Guidance to understand the dataloader architecture in a minute level

Vinayaka_Hegde · January 18, 2023, 4:31pm

Hi,

I’m currently trying to understand the dataloader architecture of pytorch as a part of my research. It’s very important for me to gain minute level understanding on few things such as:

how the sampler yields indices to the dataloader
how the _MultiProcessingDataLoaderIter class works internally
How the _index_queues for every worker are populated
Why exactly the _task_info queue is used when we already have index_queues and _data queue to store indices to be processed and final data respectively. Is it because, to store out of order indices from the sampler?
Why do we need _rcvd_idx and _send-idx parameters? Are these just counts? Does rcvd_idx - send_idx provide the number of elements that are being processed ? What’s the use of these exactly ?
Why are we calling _try_put_index again in _process_data? Since we already initialized the prefetch_factor * num_workers number of indices to the workers?
After prefetching a batch, how do we load the next pre-fetch batch ?
Is there any reason for the data-queue to store (send_idx, data) ?

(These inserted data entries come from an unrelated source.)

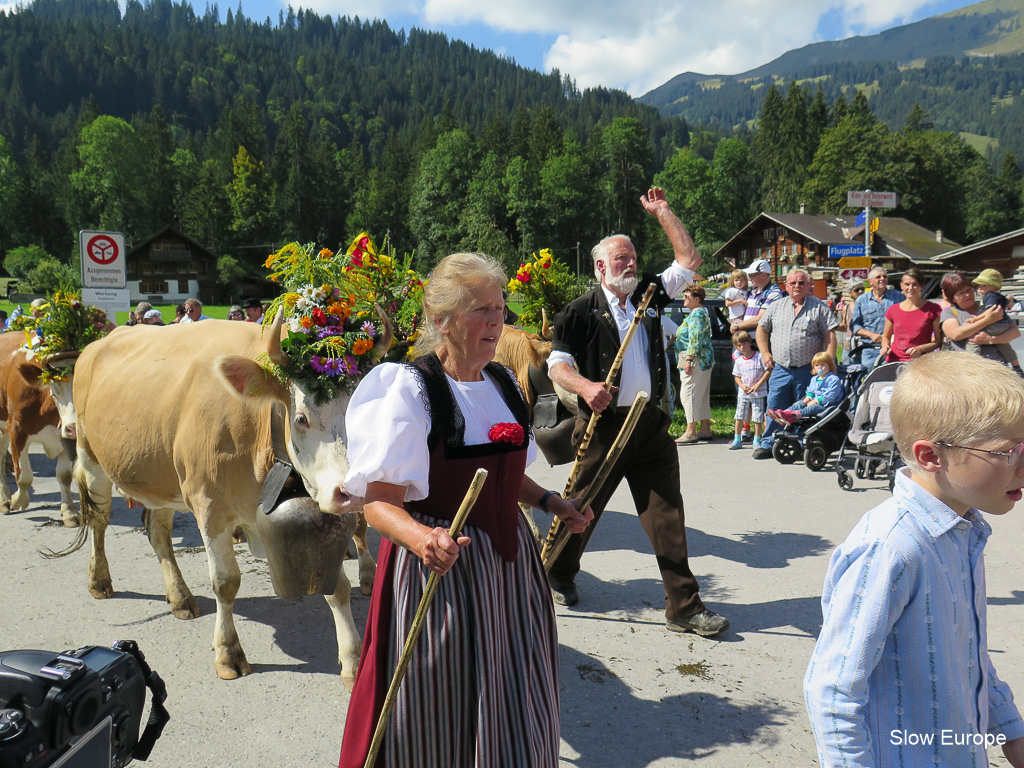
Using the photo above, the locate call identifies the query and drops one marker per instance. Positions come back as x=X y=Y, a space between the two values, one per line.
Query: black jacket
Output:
x=585 y=330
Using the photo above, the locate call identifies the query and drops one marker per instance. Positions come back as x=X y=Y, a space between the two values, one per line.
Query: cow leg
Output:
x=94 y=489
x=368 y=568
x=23 y=470
x=228 y=658
x=349 y=643
x=4 y=487
x=159 y=523
x=69 y=512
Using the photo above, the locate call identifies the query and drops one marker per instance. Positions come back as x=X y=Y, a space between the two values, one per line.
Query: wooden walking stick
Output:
x=616 y=364
x=418 y=621
x=562 y=537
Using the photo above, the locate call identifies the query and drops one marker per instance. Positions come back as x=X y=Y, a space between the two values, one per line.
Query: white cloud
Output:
x=636 y=46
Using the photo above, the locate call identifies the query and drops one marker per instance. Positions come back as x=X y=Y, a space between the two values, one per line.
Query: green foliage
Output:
x=49 y=275
x=19 y=261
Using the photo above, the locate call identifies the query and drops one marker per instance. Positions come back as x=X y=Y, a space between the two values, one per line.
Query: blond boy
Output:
x=900 y=674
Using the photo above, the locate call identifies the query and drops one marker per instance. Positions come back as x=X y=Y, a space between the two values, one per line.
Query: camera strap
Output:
x=158 y=713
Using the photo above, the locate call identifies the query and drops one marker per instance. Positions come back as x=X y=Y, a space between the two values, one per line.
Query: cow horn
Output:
x=545 y=326
x=387 y=335
x=273 y=349
x=65 y=358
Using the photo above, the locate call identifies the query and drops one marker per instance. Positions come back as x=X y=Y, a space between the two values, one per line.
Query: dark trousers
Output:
x=650 y=466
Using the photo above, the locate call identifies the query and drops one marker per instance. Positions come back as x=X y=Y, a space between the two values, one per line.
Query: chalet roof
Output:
x=170 y=229
x=982 y=244
x=899 y=237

And multiple such minute questions about the architecture of dataloader and what’s happening internally…

I’ve searched a lot about dataloader architecture implementation, but couldnt find any resources. And have gone through the source code for dataloader, fetch, sampler, dataset, worker and other files.

I sincerely request you to please point me any resources / contacts which would help me in understanding the architecture of data loader.

Do you suggest me to do like a dry run by using a dummy input and try to make sense of the values at every step in the code ?

Thanks !